Debout, dans mon salon, un couteau me transperce le coeur. J’ai appris dans mes cours à l’Université, que nous ne pouvons mourir d’une peine d’amour. Et bien moi, Adèle Du Nord, je serai la première. Citez moi dans vos grands livres; je me meurs.

Installée dans mon sofa trois places, ce sofa dans lequel nous avons fait l’amour tant de fois, je cherche ton odeur et souhaiterais réentendre ta voix encore et encore. Je regarde mon cellulaire pour la centième fois ce soir. Tu ne me rappelleras pas. T’as été clair. Or, je ne peux supporter cette douleur. C’est clair pour toi que c’est fini, c’est clair pour moi que, ce soir, mon cœur cesse de battre.

C’est un cauchemar, je vais me réveiller!

Pour être certaine de ne rien manquer; je retourne tous les tiroirs à la recherche d’un vieux chandail que tu aurais oublié. Je ne peux m’y résoudre; il me faut te retrouver. Oui, oui, vous avez bien lu, moi Adèle Du Nord, à minuit le soir, j’embarque dans mon auto, direction : l’homme de ma vie. La route est très longue, j’écoute toutes les vieilles chansons d’amour qui parle d’amour retrouvé. Je suis pathétique, complètement pathétique. J’essaie de t’appeler. Tu ne réponds pas évidemment. Je ne veux pas entendre ce signe. Je le sais au fond de moi, tu m’attends et tu m’espères.

Stationnée à une rue de chez toi, je me regarde dans le rétroviseur. L’image que ce dernier me renvoie ne me ressemble pas. Trop de larmes aux yeux, trop de cernes, trop de sanglots étouffés. On repassera pour le maquillage, je dois retrouver l’homme de ma vie! Je marche, bref je cours, je tourne le coin de la rue. La scène que je vois ne me plait pas. Tu es assis dans ta voiture, avec une grande femme rousse.

C’est probablement sa sœur.

Adèle, il n’a pas de sœur.

Elle est probablement en couple.

Adèle, elle est beaucoup trop proche de sa bouche pour être en couple.

Ils s’embrassent.

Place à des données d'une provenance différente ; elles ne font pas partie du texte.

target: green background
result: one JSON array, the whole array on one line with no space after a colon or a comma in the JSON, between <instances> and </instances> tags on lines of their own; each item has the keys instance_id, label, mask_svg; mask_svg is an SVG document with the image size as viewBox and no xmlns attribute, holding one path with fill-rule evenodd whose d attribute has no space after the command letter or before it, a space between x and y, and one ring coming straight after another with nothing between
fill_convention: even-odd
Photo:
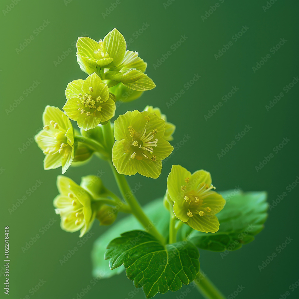
<instances>
[{"instance_id":1,"label":"green background","mask_svg":"<svg viewBox=\"0 0 299 299\"><path fill-rule=\"evenodd\" d=\"M277 0L264 11L262 7L266 1L219 1L219 7L204 22L201 16L215 5L215 0L175 0L170 1L166 7L162 1L120 0L104 18L102 14L112 2L115 0L69 3L21 0L16 1L17 4L7 13L2 11L0 14L3 205L0 222L1 228L10 227L10 298L76 298L82 288L90 284L90 253L97 236L106 229L95 223L92 229L94 235L60 265L59 260L77 245L79 234L60 229L52 201L57 193L55 181L61 169L44 171L43 155L32 142L42 126L45 106L62 108L68 83L86 77L76 61L74 45L78 36L98 40L116 27L127 41L132 38L129 49L138 52L147 62L147 73L157 86L138 100L120 105L117 114L135 109L142 111L147 105L158 106L177 126L173 145L185 135L190 137L164 163L158 179L139 175L128 178L131 186L142 184L136 195L143 204L163 195L173 164L180 164L191 172L202 168L208 170L218 190L236 186L245 191L266 190L270 203L299 175L296 96L299 84L287 93L283 89L293 77L299 75L298 1ZM13 3L4 0L0 8L6 10L7 5L13 7ZM36 35L36 28L47 20L50 22ZM140 35L134 34L144 23L149 26ZM232 36L243 26L249 29L234 41ZM187 38L173 51L172 45L184 35ZM16 48L30 35L34 39L17 53ZM281 38L287 41L272 54L270 49ZM216 60L214 54L230 41L233 45ZM54 62L70 48L69 55L55 66ZM170 51L171 55L155 69L153 64ZM271 57L254 72L252 67L268 53ZM201 77L187 90L184 84L198 74ZM40 83L25 96L23 92L34 80ZM204 115L213 105L223 102L222 97L234 86L239 90L206 120ZM182 89L184 94L167 107L166 103ZM267 111L266 105L282 92L284 96ZM7 113L6 109L22 95L24 100ZM235 135L248 125L252 128L237 141ZM290 141L275 153L273 148L284 138ZM217 154L233 140L235 145L219 159ZM20 153L19 148L27 142L28 148ZM257 172L255 167L271 152L273 157ZM104 173L102 178L105 184L116 192L108 164L95 158L84 166L71 168L66 174L79 182L81 176L101 170ZM37 180L43 182L29 196L28 190ZM289 290L289 286L298 281L298 189L297 186L287 192L282 202L269 211L264 230L253 242L223 258L219 253L201 251L202 269L226 296L242 285L245 288L238 295L240 299L278 299ZM9 209L24 195L27 199L10 213ZM53 218L56 220L54 225L43 234L39 232ZM22 247L37 234L40 238L23 253ZM288 237L293 240L260 271L258 266L267 255L277 252L275 248ZM3 286L3 274L1 277ZM30 294L30 289L43 279L46 283ZM176 298L186 288L174 293L158 294L157 298ZM144 298L140 290L134 290L132 282L123 273L100 281L84 298L131 298L132 291L136 299ZM289 298L298 298L298 294L299 289L295 290ZM187 295L190 298L200 296L195 289Z\"/></svg>"}]
</instances>

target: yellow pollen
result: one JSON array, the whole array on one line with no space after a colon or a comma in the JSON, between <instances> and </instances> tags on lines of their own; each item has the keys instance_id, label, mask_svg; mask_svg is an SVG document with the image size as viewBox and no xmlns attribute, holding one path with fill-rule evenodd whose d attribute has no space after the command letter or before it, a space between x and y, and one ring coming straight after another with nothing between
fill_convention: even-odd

Mon cœur saigne.

Je n’ai pas toujours les meilleures idées.

Je cours vers l’auto et je saute, littéralement, sur le coffre de la voiture. Le bruit; une genre de mouette échouée. J’ai comme manqué mon coup de faire bonne impression.

Il regarde par son rétroviseur. Voyons, c’est quoi mon problème avec les rétroviseurs à soir? Il me voit, je le regarde avec un air de : « EN! Mais qu’est-ce que tu fais ici! ». Il sort du véhicule. Je regarde par terre, en fait, plus le coffre du véhicule car je suis toujours étalée de mon long sur la valise du char. Il me regarde avec un air de stupéfaction, semi perplexe, semi WTF?!. Je lance la première chose qui me vient en tête : « J’ai manqué d’air à la naissance ».

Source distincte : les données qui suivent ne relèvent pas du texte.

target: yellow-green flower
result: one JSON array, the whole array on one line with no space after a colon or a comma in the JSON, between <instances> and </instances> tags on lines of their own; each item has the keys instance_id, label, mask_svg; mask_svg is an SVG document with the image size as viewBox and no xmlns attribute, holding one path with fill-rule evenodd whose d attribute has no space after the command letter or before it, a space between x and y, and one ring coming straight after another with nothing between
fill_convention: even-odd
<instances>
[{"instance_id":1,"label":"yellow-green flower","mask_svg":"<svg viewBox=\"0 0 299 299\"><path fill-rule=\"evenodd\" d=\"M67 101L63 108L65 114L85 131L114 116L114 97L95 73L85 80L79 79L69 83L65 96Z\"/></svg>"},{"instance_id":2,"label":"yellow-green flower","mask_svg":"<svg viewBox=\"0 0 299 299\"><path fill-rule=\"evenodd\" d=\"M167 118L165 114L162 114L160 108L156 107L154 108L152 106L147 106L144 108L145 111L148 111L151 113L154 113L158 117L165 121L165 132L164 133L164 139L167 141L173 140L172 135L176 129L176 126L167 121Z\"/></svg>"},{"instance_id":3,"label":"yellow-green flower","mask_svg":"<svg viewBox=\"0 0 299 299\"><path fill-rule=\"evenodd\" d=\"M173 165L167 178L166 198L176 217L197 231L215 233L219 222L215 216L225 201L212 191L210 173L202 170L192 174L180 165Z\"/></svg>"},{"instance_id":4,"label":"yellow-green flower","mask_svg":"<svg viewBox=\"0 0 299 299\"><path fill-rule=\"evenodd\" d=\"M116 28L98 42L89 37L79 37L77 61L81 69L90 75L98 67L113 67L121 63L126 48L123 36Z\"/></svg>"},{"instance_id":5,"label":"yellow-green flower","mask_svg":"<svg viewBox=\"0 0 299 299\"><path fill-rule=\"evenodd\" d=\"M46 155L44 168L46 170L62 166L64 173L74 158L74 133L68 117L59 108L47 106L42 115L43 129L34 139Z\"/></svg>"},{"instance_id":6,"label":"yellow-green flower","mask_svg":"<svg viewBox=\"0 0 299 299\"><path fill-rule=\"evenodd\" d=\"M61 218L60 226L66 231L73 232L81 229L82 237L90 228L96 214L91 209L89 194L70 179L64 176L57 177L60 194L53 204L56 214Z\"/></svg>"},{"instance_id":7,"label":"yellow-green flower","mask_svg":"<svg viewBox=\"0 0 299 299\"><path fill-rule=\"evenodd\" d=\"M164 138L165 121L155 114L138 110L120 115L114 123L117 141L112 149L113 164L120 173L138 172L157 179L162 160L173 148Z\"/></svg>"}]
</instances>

Voyons c’est quoi mon problème à soir, j’ai comme perdu toutes mes capacités intellectuelles. Ce n’est pas grave, je réessaie. «Qu’est-ce que tu fais de bon?!». Il me regarde, je sens dans son regard qu’il hésite entre appeler ma mère ou l’ambulance. C’est trop. Je ne peux plus supporter ce regard. Je le sers, très fort, un peu trop fort. Puis je me tourne et quitte cette scène désastreuse en espérant ne plus jamais revivre ce sentiment de honte. Il crie : «Je suis tellement désolé Adèle». T’inquiète, pas autant que moi…

Je suis bien éveillée là…

Je n’ai jamais eu de retour d’appel et il ne m’a jamais réécrit. J’ai mangé ma part de crème glacée pour les dix prochaines années et j’ai pleuré à ne plus me souvenir de mon nom. Regarder dans un rétroviseur me donne encore des frissons. La douleur s’apaise tranquillement. Je ne serai pas citée dans les grands livres. Je serai juste, une femme qui a vécu une peine d’amour.